I believe that we can still become even stronger, but we do need to look at how to finance the so-called ‘valley of death’ – when you go from smaller, less expensive activities in early discovery, to starting development activities that are much more expensive and risky. That is a difficult time in the development of small startups – to become a biotech company with clinical programs.

As a woman in a very male-dominated industry, do you think it’s a problem that we have so few women at senior levels in biotech? Is there anything we can do to boost that?

It actually took me some time to realize that, to be honest, because it simply was the norm for me in most of my working situations. For example, being out and talking at conferences, especially investors meetings or partnering meetings there is an extreme male dominance. However, when you go to more scientific conferences it’s more balanced.

When I started to get female colleagues on management teams or on boards it was very beneficial for the discussion on a group level. I’m always careful about drawing any conclusions, but on a group level, I believe that a more balanced team, both in management teams and boards, is beneficial and adds value to whatever that team is to produce and deliver.
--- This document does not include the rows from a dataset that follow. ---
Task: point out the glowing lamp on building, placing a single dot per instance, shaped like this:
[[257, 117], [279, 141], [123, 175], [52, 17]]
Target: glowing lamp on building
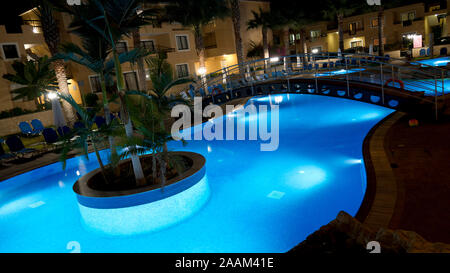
[[201, 71]]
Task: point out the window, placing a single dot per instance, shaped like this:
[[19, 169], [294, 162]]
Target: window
[[407, 18], [292, 39], [182, 42], [356, 44], [315, 33], [352, 28], [374, 22], [95, 84], [121, 47], [148, 45], [182, 70], [316, 50], [10, 51], [131, 81]]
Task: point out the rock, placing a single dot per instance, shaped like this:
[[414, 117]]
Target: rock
[[345, 234]]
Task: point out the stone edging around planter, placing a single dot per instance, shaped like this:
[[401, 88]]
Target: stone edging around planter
[[385, 190], [91, 198]]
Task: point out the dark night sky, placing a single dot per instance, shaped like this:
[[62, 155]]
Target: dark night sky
[[10, 10]]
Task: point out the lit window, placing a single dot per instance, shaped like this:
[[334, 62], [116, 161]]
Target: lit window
[[131, 81], [356, 44], [182, 42], [148, 45], [95, 84], [315, 33], [182, 70], [10, 51], [121, 47]]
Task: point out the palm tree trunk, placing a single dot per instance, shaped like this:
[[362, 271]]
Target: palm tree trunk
[[100, 162], [112, 145], [200, 46], [140, 61], [60, 73], [265, 43], [287, 60], [136, 163], [286, 40], [340, 18], [236, 18], [380, 32]]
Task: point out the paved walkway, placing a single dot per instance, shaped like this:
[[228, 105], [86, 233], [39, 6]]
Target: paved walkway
[[420, 157]]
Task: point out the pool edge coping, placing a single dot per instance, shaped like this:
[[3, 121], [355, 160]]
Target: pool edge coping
[[380, 198]]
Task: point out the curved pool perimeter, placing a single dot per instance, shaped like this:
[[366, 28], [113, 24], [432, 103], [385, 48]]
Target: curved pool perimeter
[[259, 201]]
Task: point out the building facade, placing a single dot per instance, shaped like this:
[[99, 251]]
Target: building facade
[[407, 30], [177, 41]]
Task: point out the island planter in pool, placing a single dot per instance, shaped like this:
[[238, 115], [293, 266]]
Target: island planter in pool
[[143, 209]]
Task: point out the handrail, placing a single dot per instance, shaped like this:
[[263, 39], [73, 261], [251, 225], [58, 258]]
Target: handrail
[[355, 67]]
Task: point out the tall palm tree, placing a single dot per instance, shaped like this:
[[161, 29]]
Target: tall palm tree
[[261, 19], [50, 30], [94, 55], [380, 18], [195, 14], [162, 79], [236, 18], [35, 78], [338, 9], [112, 19]]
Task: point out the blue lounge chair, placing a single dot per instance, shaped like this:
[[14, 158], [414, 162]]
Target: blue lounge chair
[[202, 92], [26, 129], [220, 87], [100, 121], [3, 154], [16, 146], [63, 131], [37, 125], [50, 135], [79, 125], [422, 52]]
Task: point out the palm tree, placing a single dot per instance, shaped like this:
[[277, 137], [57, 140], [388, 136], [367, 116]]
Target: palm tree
[[94, 55], [380, 18], [50, 30], [112, 19], [195, 14], [338, 9], [35, 77], [261, 20], [161, 75], [236, 18]]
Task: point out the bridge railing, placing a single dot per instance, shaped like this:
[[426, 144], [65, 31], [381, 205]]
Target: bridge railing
[[421, 81]]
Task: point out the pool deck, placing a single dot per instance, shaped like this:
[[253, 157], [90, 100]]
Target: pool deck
[[10, 170], [407, 171]]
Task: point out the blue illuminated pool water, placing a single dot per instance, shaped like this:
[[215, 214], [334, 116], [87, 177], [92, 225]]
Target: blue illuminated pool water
[[259, 201], [442, 61]]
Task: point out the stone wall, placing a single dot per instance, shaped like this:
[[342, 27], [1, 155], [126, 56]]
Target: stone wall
[[346, 234], [10, 126]]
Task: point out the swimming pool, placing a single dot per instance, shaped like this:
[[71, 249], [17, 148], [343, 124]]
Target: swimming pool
[[442, 61], [259, 201]]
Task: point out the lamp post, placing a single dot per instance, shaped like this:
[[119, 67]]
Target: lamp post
[[58, 116]]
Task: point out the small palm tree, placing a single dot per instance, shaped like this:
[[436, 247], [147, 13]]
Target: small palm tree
[[161, 103], [195, 14], [338, 9], [89, 134], [261, 20], [35, 77], [52, 37], [236, 18], [112, 20]]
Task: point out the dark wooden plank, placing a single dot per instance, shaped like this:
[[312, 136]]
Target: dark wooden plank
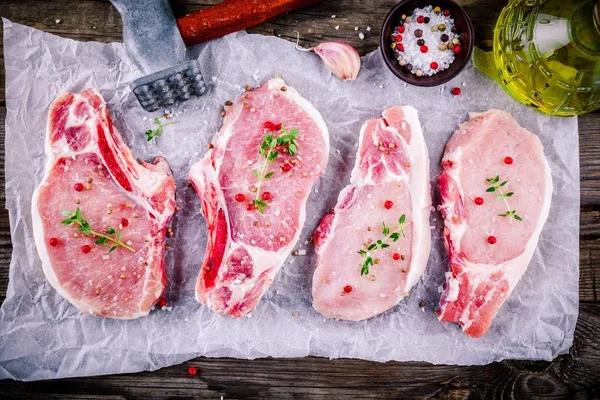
[[574, 375]]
I think the hurdles are still in the really top layers – the management teams and boards. We need to be aware of it and discuss it, we need to have role models – that’s definitely important.

The discussion has changed over the last 10 years with all the debate about female representation on the boards. I experience a true will today to balance boards. It’s just a bad excuse to say there are no competent women available… and I hope we will continue to see more women on boards because I do think that it’s valuable.

What advice would you give yourself if you could go back in time to when you started in biotech?

This is a very honest answer: I would probably advise myself to work a little bit less. The work is so exciting, it’s so fun and you’re willing to put your heart and soul into it at an early stage.

But, it’s important to also have a little bit of breathing time in between and do a few other things because that also adds value to whatever you do in biotech. It’s such a fantastic environment and opportunity to be in the biotech area that you tend to work too much. That’s the advice I would give myself.